MANATEE COUNTY — As 11-year-old Nick Pastujov made his way across the ice to join his teammates in celebration, he couldn’t help but look up into the stands in search of the one person he had never expected to see.
There seated in between his parents sat his grandmother — whom he hadn’t seen in at least eight years. A smile spread across Nick’s face as the realization finally began to sink in. Not only had his team won its first hockey championship on Russian soil, but his grandmother, a Russian native, also got to see him play for the first time.
“It was really fun, but my dad had to translate everything for me,” Nick said of seeing his grandmother. “It definitely made me want to play better.”
“She got to watch him play — that was something he never thought would happen,” said Nick’s mother, Janis.
Nick spent 10 days in Moscow last month competing in the Vladislav Tretyak World Class Challenge Tournament with the Nike Bauer ‘98 Selects. Tretyak, for whom the tournament is named, was a goalie for the Russian Olympic hockey team for more than a decade, including the 1980 Olympics during which the Miracle on Ice occurred.
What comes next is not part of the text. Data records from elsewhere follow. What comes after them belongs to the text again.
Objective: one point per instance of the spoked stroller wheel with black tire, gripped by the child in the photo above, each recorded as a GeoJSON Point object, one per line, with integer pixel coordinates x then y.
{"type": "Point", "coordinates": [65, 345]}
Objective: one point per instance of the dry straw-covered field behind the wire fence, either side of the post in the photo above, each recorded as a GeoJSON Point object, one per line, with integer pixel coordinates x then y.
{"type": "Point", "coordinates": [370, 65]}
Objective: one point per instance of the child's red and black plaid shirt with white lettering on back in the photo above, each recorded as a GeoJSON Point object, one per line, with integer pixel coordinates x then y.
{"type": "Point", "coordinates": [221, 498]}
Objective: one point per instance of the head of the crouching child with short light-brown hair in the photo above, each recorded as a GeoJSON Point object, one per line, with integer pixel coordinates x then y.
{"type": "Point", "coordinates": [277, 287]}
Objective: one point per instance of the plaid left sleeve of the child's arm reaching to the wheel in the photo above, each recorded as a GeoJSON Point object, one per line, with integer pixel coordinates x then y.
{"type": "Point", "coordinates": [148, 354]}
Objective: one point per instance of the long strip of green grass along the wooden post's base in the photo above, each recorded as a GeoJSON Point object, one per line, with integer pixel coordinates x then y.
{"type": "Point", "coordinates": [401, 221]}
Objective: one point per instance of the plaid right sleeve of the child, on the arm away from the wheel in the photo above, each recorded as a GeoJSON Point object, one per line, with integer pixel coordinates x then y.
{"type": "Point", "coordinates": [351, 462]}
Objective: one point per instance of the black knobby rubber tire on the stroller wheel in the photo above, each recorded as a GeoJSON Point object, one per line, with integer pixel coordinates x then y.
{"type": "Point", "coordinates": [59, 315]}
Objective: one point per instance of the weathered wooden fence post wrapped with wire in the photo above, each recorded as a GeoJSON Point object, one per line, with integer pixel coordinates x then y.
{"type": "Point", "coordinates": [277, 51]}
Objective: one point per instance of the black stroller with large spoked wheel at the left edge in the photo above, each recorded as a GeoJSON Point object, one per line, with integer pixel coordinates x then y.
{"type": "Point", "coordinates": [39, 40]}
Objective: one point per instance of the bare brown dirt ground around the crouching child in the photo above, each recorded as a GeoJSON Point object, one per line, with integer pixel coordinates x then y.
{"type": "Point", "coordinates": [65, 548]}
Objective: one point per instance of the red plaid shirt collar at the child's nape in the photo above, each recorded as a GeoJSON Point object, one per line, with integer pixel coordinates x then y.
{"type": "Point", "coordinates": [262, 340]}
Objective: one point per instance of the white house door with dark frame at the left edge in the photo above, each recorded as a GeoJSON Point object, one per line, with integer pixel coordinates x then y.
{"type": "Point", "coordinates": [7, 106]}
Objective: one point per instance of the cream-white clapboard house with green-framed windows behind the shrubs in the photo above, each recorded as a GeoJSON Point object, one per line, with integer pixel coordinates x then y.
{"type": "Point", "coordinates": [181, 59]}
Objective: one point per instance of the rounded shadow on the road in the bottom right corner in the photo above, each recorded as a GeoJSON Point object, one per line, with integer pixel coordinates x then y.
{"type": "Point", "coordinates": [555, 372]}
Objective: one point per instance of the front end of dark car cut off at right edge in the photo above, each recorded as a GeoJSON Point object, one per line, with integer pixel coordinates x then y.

Representing the United States, Nick’s team finished the tournament undefeated after beating some of the best hockey teams in Russia and the Czech Republic.
In his first game on the ice, Nick and his Nike Bauer ‘98 Selects teammates tied the Red Russian Army — much to their dismay.
“They thought it was a fluke, so they challenged us to another game because they didn’t expect us to play well,” Nikc said. “After the tournament was over, we played them again and won 9-3.”
After dismantling several of their Russian opponents, Nick’s team found itself in the championship game alongside three-time defending Russian champion Traktor. Traktor came out firing and scored the game’s first goal. But Nick and his teammates responded with two quick goals of their own to jump out to an early 2-1 lead. The team held on to defeat the defending champions 4-1 for the championship.
“It was fun just seeing how they play,” Nick said. “They definitely play more aggressive, and they are definitely better in front of the net because they use their sticks a lot more.”
After the tournament, the team attended a championship ceremony where Nick received a medal, hat and scarf for his participation.
“It was a really good experience because there were a lot of good kids there,” he said. “If we wouldn’t have played a good game every game then we would’ve lost the tournament.”
Nick learned how to skate when he was 3 years old at the urging of his father, George, and began playing hockey the following year. He gradually worked his way up through the club system; and for the past three years, Nick has been playing center and left forward for the Florida Everblades AAA Hockey Club, spending every weekend practicing at the Ellenton Ice and Sports Complex.
“I just like being on the ice,” he said. “It just feels good.”